トピックス -企業家倶楽部

2015年09月15日

人と文化を軸に日々挑戦/ボヤージュ・グループの強さの秘密

企業家倶楽部2015年10月号 ボヤージュ・グループ特集第2部


   肩書き、プロフィール、会社概要等は掲載当時のものです。

 

懸賞サイト、価格比較サイト、そしてアドテクノロジー。次々と業態を転換しながら、ボヤージュ・グループはインターネット領域の荒波を乗り越えてきた。「人を軸に事業を作る会社」を標榜し、一つの場所に止まることなく常に先を見据えて挑戦し続けてきた同社の強さの本質を探る。(文中敬称略) 




 「宇佐美さん、遊ばないで下さい!」

 都内の体育館で毎年6月に行われる恒例のボヤージュ・グループ運動会。メガホンで社長に注意を促すのは、司会進行を務める若いクルーだ。この日は言わば無礼講。上司も部下も関係なく、真剣勝負である。無論、社長の宇佐美進典も例外では無い。

 「よーい、スタート!」

 競技は玉入れ。クルーたちは全力疾走した先に散乱する紅白のお手玉を、籠に向かって必死で投げ入れる。出場の出番を待つ若手に話を聞くと、「1年かけて体を作って挑みますね」「1カ月前からは残業無しでジム通いです」と並々ならぬ本気度が伺えた。「いまや欠かせない行事」と宇佐美も楽しげだ。

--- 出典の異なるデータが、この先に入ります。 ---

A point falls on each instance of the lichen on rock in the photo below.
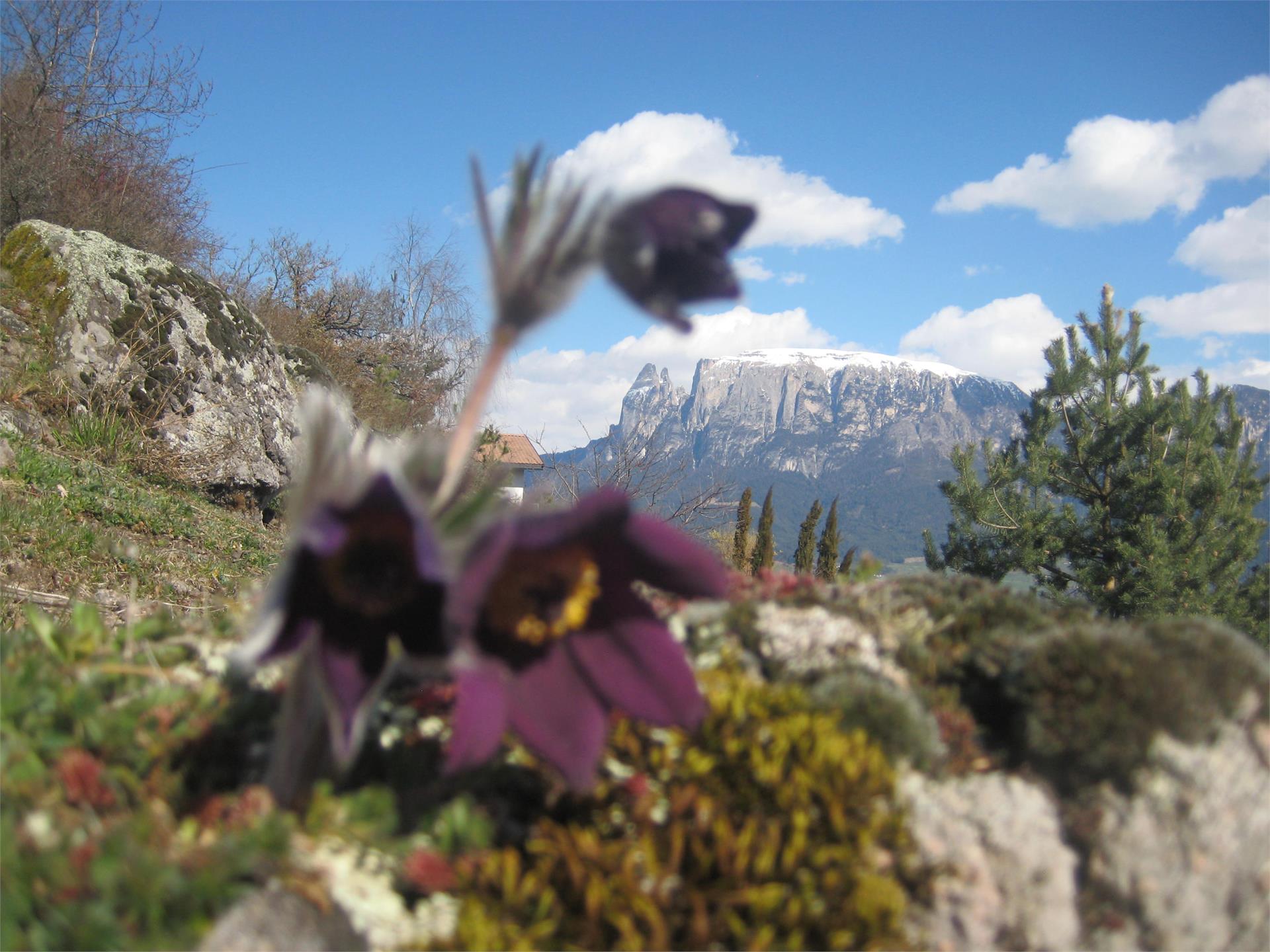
(136, 332)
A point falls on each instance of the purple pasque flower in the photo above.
(544, 249)
(552, 636)
(364, 568)
(672, 248)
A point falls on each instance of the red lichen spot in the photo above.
(636, 786)
(959, 734)
(81, 857)
(429, 873)
(237, 813)
(81, 778)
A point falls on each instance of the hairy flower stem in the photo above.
(464, 437)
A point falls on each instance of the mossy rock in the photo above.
(305, 367)
(890, 716)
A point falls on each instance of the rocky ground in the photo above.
(912, 762)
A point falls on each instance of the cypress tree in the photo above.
(845, 567)
(765, 547)
(741, 539)
(804, 556)
(827, 553)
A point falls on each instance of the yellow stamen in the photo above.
(541, 597)
(573, 611)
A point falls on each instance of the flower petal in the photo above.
(480, 717)
(638, 668)
(559, 717)
(277, 629)
(669, 559)
(671, 248)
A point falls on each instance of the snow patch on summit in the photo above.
(831, 361)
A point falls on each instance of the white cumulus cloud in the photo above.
(751, 268)
(1238, 248)
(974, 270)
(567, 394)
(1249, 371)
(1235, 247)
(653, 150)
(1117, 169)
(1002, 339)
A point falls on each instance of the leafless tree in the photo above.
(398, 337)
(650, 470)
(91, 108)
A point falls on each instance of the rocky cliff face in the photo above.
(870, 429)
(134, 329)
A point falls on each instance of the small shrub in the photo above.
(1091, 699)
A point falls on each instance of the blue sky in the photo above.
(887, 145)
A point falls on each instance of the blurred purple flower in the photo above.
(553, 636)
(672, 248)
(544, 251)
(364, 567)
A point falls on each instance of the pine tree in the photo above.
(741, 539)
(765, 547)
(804, 556)
(827, 551)
(1134, 495)
(845, 567)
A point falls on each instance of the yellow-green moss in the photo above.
(769, 828)
(33, 272)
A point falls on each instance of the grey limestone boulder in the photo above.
(1187, 856)
(1005, 879)
(194, 365)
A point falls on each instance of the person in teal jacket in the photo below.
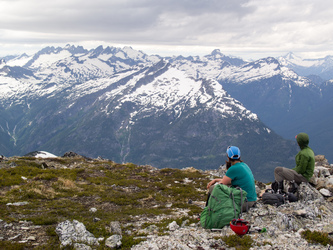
(239, 175)
(305, 163)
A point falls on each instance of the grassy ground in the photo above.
(62, 189)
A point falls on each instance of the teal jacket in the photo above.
(305, 160)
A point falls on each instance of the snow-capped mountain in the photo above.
(322, 67)
(127, 106)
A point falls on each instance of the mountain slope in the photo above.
(322, 67)
(155, 115)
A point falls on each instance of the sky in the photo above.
(249, 29)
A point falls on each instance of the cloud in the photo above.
(231, 25)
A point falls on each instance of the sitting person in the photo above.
(305, 163)
(239, 175)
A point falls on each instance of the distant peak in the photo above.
(216, 52)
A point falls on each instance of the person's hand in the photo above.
(211, 183)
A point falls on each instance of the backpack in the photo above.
(224, 205)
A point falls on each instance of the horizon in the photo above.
(169, 51)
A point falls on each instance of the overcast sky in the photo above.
(243, 28)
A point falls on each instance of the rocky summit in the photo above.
(74, 202)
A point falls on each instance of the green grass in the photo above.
(119, 192)
(317, 237)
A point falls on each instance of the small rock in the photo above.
(93, 210)
(115, 227)
(173, 226)
(325, 192)
(114, 241)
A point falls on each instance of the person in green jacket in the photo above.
(305, 163)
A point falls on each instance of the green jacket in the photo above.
(305, 158)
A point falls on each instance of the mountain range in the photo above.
(176, 112)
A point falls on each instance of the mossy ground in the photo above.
(68, 187)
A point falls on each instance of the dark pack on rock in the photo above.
(224, 205)
(272, 198)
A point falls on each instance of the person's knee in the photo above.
(278, 170)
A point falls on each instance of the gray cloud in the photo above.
(231, 25)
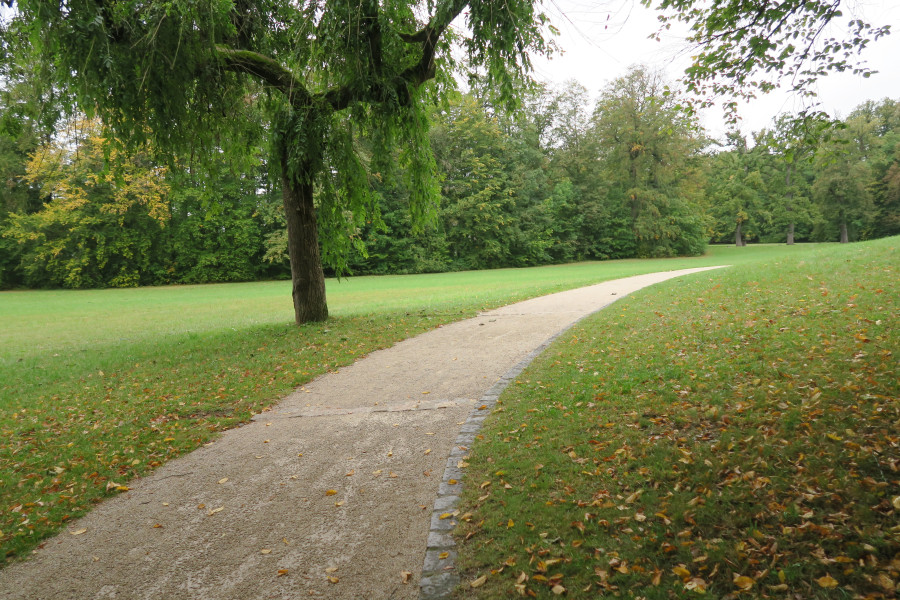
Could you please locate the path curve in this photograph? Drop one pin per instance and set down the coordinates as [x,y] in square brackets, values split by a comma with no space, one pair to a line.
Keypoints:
[330,494]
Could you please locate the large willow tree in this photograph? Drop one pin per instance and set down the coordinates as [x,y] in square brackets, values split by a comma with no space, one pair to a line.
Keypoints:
[189,75]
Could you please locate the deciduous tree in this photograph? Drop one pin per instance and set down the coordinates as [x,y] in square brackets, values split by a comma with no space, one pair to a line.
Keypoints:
[183,73]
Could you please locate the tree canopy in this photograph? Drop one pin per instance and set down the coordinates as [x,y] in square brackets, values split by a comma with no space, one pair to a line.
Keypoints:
[195,78]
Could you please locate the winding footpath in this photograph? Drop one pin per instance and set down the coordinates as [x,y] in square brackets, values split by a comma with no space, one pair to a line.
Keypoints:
[334,493]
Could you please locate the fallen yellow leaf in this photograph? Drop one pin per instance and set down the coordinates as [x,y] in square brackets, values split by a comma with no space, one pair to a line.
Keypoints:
[696,585]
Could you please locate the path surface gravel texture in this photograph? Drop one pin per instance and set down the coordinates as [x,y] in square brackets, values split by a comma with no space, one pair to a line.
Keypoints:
[327,495]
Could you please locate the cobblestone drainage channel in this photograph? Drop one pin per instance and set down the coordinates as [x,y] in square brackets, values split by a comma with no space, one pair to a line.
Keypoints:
[439,575]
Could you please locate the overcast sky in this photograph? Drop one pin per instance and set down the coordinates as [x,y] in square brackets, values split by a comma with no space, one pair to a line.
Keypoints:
[601,39]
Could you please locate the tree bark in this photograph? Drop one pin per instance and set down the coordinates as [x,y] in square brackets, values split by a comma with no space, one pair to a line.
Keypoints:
[307,278]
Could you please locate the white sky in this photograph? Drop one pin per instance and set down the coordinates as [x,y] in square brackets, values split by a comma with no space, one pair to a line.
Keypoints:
[601,39]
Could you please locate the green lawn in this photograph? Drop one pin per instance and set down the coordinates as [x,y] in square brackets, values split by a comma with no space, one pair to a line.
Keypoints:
[735,433]
[100,386]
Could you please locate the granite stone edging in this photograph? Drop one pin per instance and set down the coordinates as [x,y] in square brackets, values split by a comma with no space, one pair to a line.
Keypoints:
[439,575]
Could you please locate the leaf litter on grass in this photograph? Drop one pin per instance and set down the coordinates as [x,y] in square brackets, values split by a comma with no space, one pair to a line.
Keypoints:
[738,434]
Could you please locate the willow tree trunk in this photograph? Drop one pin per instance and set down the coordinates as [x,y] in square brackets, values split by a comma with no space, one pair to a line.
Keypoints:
[307,278]
[790,210]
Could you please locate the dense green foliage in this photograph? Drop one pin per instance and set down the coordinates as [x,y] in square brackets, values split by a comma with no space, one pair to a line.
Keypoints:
[731,434]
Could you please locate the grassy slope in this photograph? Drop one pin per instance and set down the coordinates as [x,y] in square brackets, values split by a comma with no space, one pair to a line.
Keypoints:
[730,433]
[99,386]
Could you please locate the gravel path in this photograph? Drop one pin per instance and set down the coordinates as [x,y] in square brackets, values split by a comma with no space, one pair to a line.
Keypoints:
[329,494]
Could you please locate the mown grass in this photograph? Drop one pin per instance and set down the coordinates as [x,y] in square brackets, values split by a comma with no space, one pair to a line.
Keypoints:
[98,387]
[733,433]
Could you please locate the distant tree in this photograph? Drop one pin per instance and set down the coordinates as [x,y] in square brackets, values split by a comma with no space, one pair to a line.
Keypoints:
[844,177]
[324,73]
[788,146]
[737,194]
[744,47]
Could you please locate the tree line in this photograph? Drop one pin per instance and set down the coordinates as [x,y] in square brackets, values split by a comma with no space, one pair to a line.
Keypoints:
[563,179]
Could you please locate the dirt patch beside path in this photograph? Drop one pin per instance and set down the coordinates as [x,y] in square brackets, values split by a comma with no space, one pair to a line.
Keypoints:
[327,495]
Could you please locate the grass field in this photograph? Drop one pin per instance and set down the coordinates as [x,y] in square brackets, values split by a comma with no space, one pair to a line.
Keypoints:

 すでにお気付きかと思うが、同社では社員のことを「クルー」と呼んでいる。皆、「ボヤージュという同じ船に乗る仲間」との意味を込めてのことだ。こうしたフラットな社風はいかにもIT企業らしい。

 そんなボヤージュのオフィスを訪れると、まず目に飛び込んでくるのは異様な風景。「これがあの近代的なビルの内部か」と疑いたくなるのも無理はない。海賊船を模したというオブジェは「AJITO(アジト)」と呼ばれ、夜6時半以降はバーに早変わりしてクルーたちの議論の場となる。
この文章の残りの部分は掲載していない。